In particular it argues that the housing supply situation should be an explicit factor in setting lending loan-to-value and loan-to-income rules.
With housing supply not expected to meet the annual demand of 25,000 new units until 2018, the ESRI thinks tough rules now could hold back the supply of houses and apartments.
But it thinks the rules should automatically become harder, choking off credit, if there was a danger that builders started to produce more homes than the market could handle, as happened in the middle of the last decade
In its latest quarterly economic commentary the ESRI also says the number of mortgages in negative equity have now fallen below 100,000 for the first time since 2008.
It expects the economy to grow by around 5% this year.

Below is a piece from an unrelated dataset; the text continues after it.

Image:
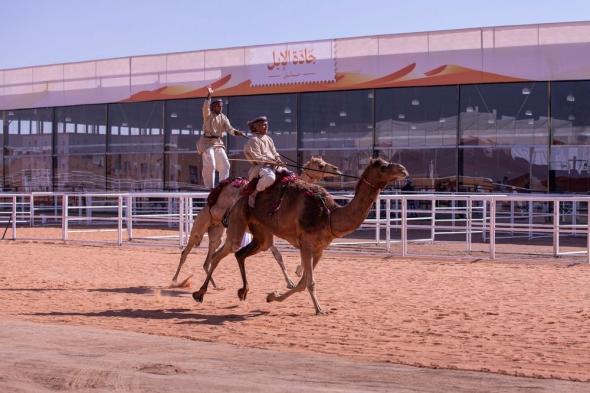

ESRI Associate Research Professor Kieran McQuinn said the Central Bank's mortgage lending rules have had a tempering effect on house price inflation.
However, he also said the rules also had a negative on housing supply.
Speaking on RTÉ's Morning Ireland he said: "Certainly those measures in principle will have an effect on house price inflation but they will also have an impact on housing supply.
"In fact they would, if you like, result in a further contraction of housing supply or they would restrict the growth of housing supply because of the impact that they have."
He said we do not have enough supply at the moment and a broader view needs to be taken when looking at the Central Bank measures.